The land cars are useless when you draw them. They don’t give you anything. It’s only at the end of the game were they are really worth their weight in gold. The game ends either when all of the Provinces are gone or when any 3 other piles of cards are exhausted. Then you total up the value of all of your lands you own and the person with the most is the winner.
It all sounds rather simple, and for some, boring. The beauty of the game comes with the interactions that you can build between the cards that you buy for your deck. Facing off with opponents all sharing a common pool to purchase from and seeing whose strategy will be the best. Sometimes you will want to go for speed and a fast deck. Sometimes your deck might take a while to get going.
In an average game you will play with +-15% of the cards from the box, most of which are selected at random. So the replay value is huge. It’s got a lot of depth. Setup is very simple as is packing away. Dominion ticks all the right boxes.

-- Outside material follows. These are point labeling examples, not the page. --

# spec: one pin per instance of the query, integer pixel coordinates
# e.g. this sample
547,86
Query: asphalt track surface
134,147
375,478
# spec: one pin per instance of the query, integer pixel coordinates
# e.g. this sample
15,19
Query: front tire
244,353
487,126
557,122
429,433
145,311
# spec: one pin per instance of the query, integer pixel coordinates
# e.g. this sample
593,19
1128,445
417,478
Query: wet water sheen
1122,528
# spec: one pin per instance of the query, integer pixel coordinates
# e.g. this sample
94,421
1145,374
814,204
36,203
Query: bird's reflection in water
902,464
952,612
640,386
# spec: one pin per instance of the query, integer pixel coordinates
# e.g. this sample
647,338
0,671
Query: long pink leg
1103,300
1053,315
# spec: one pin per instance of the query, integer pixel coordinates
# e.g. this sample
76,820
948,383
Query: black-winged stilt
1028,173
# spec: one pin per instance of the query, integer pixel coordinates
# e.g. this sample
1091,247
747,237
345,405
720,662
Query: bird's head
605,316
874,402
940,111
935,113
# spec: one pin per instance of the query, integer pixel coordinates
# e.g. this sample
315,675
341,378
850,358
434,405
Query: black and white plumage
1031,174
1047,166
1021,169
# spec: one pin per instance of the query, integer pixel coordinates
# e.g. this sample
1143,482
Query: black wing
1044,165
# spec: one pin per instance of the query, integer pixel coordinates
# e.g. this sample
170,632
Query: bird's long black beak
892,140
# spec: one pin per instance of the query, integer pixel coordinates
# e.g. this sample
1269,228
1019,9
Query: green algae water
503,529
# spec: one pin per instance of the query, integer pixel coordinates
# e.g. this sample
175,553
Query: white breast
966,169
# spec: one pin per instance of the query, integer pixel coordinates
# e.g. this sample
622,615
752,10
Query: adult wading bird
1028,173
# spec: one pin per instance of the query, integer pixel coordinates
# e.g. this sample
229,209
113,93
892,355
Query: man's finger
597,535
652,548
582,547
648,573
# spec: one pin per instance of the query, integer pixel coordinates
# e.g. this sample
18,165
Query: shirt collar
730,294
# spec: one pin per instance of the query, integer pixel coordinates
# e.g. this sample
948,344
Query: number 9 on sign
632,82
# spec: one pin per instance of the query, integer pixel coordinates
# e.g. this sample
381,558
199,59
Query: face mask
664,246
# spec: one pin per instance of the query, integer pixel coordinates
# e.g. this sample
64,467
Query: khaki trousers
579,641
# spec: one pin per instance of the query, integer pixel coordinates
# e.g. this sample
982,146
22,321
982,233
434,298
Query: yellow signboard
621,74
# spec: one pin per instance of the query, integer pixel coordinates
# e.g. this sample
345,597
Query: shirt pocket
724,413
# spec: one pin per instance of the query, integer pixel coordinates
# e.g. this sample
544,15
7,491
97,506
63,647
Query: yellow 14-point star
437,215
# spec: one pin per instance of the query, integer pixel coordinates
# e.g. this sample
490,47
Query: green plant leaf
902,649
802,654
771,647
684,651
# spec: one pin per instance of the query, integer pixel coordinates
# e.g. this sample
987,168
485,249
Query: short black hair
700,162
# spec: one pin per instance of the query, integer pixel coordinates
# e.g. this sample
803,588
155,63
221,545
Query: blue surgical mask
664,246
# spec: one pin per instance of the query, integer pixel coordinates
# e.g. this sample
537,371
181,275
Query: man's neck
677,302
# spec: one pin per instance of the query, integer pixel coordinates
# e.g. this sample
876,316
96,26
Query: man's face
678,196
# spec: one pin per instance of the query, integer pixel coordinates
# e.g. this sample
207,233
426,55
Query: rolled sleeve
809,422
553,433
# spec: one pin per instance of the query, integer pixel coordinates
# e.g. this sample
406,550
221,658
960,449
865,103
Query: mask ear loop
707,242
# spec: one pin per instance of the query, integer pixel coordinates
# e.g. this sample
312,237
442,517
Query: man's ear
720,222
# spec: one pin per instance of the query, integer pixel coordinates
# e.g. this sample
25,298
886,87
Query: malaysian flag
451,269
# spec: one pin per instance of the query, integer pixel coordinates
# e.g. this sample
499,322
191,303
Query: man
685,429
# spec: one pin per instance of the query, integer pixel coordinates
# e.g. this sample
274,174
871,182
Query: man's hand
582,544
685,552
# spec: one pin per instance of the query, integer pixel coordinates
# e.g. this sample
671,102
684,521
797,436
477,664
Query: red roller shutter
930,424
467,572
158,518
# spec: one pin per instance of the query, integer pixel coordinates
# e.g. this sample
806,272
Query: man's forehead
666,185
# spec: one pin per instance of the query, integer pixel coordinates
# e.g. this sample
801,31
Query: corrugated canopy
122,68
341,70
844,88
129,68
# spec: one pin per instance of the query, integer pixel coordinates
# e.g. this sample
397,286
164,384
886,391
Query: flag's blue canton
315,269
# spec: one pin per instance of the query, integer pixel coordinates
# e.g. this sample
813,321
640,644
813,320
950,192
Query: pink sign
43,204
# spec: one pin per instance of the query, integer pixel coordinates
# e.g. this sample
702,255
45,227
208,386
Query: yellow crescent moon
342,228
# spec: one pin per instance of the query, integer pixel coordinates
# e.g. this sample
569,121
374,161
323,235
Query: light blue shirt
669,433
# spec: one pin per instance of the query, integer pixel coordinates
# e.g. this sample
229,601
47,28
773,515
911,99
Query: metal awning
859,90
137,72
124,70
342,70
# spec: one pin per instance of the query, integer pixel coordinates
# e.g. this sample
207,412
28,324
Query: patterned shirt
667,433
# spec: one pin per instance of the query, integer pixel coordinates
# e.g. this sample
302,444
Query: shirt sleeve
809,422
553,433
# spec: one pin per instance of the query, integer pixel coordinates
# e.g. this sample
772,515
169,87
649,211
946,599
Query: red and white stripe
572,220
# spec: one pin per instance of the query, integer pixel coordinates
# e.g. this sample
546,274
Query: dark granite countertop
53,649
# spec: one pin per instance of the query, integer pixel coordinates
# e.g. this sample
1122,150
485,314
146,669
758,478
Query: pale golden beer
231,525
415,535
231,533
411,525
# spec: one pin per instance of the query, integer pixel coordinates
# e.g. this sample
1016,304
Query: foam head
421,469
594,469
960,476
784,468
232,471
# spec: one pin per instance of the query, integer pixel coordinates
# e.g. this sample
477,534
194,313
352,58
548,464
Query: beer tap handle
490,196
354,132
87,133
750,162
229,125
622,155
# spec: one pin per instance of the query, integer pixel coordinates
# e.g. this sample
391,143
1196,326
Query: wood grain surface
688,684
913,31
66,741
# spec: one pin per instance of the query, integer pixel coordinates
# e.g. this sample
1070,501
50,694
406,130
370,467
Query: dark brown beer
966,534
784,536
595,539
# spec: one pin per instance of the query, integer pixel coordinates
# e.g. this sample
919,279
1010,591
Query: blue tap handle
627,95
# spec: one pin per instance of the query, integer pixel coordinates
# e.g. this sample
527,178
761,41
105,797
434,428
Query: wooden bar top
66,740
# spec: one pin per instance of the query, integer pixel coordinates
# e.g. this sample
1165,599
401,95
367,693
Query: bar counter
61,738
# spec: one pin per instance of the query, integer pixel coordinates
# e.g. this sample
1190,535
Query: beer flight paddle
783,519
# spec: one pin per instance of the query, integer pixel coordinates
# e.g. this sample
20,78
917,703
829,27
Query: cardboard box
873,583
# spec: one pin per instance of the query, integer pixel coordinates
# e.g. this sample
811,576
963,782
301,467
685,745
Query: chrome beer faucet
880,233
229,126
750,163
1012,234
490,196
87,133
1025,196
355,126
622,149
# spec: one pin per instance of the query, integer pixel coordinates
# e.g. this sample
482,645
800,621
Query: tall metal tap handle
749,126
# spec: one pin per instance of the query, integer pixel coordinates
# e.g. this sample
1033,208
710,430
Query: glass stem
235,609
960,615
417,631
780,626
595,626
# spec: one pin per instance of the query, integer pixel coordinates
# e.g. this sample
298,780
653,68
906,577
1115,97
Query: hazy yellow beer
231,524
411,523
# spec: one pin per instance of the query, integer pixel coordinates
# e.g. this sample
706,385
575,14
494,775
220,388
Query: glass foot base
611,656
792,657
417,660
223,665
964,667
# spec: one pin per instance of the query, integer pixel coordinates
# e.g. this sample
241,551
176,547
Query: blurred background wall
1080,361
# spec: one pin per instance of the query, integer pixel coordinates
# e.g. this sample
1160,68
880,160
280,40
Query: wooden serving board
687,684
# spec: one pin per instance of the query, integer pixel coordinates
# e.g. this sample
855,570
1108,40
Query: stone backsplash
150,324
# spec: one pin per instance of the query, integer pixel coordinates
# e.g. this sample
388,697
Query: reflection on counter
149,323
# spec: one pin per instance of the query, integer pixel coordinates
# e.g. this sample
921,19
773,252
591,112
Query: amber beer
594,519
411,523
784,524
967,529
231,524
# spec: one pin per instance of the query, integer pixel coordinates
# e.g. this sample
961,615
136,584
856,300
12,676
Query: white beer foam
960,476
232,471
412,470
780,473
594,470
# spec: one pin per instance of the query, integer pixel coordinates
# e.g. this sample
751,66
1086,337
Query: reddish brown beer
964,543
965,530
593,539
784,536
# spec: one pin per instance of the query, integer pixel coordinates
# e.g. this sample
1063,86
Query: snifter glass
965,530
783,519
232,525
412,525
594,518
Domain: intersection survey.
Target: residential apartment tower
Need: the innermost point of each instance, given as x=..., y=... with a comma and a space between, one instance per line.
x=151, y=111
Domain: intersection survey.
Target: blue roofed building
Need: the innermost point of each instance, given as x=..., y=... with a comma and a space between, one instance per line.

I actually bought this game to get my wife to play games. She has a very analytical mind and loves solving problems. She was not a gamer when I got the game and only played once, I think because I asked her too. Over about 3 or 4 months she played another 3 or 4 games and suddenly he started asking me if I would like to play!
I have to say she used to win a hell of a lot more than me, that forced me to start using cards that I’ve not considered using before. I’ve also started seriously thinking about deck building. Now I’m on the up, but I think it’s time to get an expansion.
Dominion is really good. There’s a reason why it’s won so many awards. There are lots of sites setup specifically to discuss the strategies of the games. There is even a tournament at ICON every year.
Even with a host of new DBGs available today, Dominion is still a good game and deserves space on almost any shelf.
Can I play this at a braai?
You can play this almost anywhere. We’ve played at braais and at restaurants. Once you know what you’re doing you can play a game in less than 15 minutes and feel like you’ve done something. It’s very easy to pause the game and pick up again. You can even move all of the cards and then move them back if you want to continue the game later.